Club officials say they do their best to honor as many worthy requests as possible, but the large numbers make it impossible to satisfy everyone or to verify the legitimacy of all solicitations.
"The supplies of footballs and player availability to sign them are limited," Bengals public relations director Jack Brennan said. "We try to fill as many requests as we can. We're glad this particular person got a ball."
Neither the Reds nor Bengals track how many requests come from military families, but the Reds do have a complimentary ticket program for active-duty military personnel. Ultimately, there are no promises. But sometimes, such as in the case of Westbrook, there is a happy ending.
HURT ON 'BAIT MISSION'
Amy Hess, Joe's ex-wife and Dan's mother, thought of the idea to try to get a ball or other memorabilia from the Bengals. They are Jason's favorite team, and Palmer is his favorite player.
Jason and other soldiers in Afghanistan would get NFL scores from an Army radio operator in an outpost atop a 7,800-foot mountain. Amy had already bought and sent Jason a Palmer replica jersey earlier this month.
"I've only worn it once," Jason said of the black No. 9 shirt. "My hand is pretty messed up. I don't want to get blood on it."
In her pursuit of a Palmer autograph, Amy contacted The Enquirer, which forwarded her request to the Bengals. Brennan responded immediately. He took the ball to Palmer, who quickly fulfilled the request.
"You sign a bunch of balls and a bunch of things for charities and people, so memorabilia to me doesn't mean as much - you scribble your name on a $40 football - but when you hear what it means to a person, it makes you feel good," Palmer said Wednesday when told how much his autograph meant to Jason.

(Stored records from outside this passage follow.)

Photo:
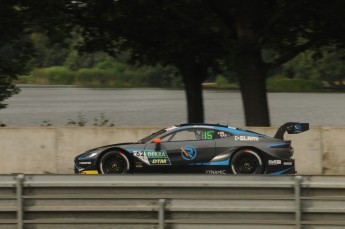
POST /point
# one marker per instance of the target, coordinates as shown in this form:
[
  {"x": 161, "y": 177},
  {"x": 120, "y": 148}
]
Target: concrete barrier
[{"x": 52, "y": 149}]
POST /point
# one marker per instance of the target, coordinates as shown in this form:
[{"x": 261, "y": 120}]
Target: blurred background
[{"x": 134, "y": 62}]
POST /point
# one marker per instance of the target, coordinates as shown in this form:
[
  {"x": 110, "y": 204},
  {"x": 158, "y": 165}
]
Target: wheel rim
[
  {"x": 247, "y": 165},
  {"x": 116, "y": 163},
  {"x": 247, "y": 162}
]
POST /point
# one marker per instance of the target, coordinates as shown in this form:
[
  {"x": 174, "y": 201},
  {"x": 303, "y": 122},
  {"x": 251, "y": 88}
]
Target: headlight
[{"x": 88, "y": 155}]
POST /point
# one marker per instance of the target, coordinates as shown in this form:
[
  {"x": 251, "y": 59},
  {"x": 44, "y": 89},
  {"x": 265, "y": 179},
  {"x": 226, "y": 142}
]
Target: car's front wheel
[
  {"x": 114, "y": 162},
  {"x": 246, "y": 161}
]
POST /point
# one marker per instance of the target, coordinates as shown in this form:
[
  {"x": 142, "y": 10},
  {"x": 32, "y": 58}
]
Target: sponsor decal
[
  {"x": 89, "y": 172},
  {"x": 274, "y": 162},
  {"x": 298, "y": 128},
  {"x": 139, "y": 164},
  {"x": 247, "y": 138},
  {"x": 188, "y": 152},
  {"x": 152, "y": 157},
  {"x": 216, "y": 172},
  {"x": 84, "y": 162}
]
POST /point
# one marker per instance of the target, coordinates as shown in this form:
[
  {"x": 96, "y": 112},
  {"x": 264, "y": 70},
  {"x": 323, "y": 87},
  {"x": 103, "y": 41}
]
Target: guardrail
[{"x": 171, "y": 201}]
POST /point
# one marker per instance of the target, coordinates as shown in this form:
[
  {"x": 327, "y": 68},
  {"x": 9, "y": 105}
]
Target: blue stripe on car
[
  {"x": 233, "y": 131},
  {"x": 225, "y": 162},
  {"x": 278, "y": 145},
  {"x": 281, "y": 172}
]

Jason, part of the 10th Mountain Calvary Division, Fort Drum, N.Y., was positioned as the gunner atop his vehicle on what he called a "bait mission. Our job is to go into an area before anyone else does," he said in a phone interview from Walter Reed.
A rocket-propelled grenade exploded in front of the truck. Then they were hit with small-arms fire. A bullet tore into his right hand. Shrapnel ripped into his neck. Their vehicle flipped over.
Medical teams took Jason to a field hospital, where an orthopedic surgeon was able to save the hand by clipping nerves atop the wrist and attaching Jason's groin muscle to the back of the hand. Then he was flown to Germany before returning Nov. 7 to the States.
A HERO AND ROLE MODEL
Stepbrother Dan went to Washington with his father and stepmother, as well as Jason's wife, Tiffany.
Amy Hess lives in Finneytown with son Dan. Joe and Cindy live in Lexington, where Joe is a 19-year member of the Lexington Police Department.
"We are thankful on this Thanksgiving that Jason is home, but we don't want to forget the ones who are still over there, especially after what we have seen the last two weeks up at Walter Reed - the heroes who are up there, sacrificing limbs," Joe Hess said.
When Dan visited his stepbrother earlier this month, he came home and tearfully told his mom, "I was about the only person in there with all my limbs."
Dan and Jason have been close since they were first introduced nine years ago.
They both were only children. There have been boating and fishing trips. There have been long talks into the night.
"Jason is a real hero. He's a great role model," Dan said. "He's my hero."
Jason will undergo surgery Tuesday to determine whether the hand can be saved. The hand was attached to surgically exposed blood vessels in his lower abdomen to try to improve the chances of its survival.
When he gets home to the Lexington area, Jason plans to go back to school and pursue a career in emergency medicine.
For now, there's a Thanksgiving dinner to eat, football to watch and blessings to count.
"I'm thankful for my wife and family," Jason said from his bed. "I'm thankful for my mother. I'm thankful for Danny, Amy and Joe. Thanksgiving will be a little different this year. I'm lucky I made it through the contact."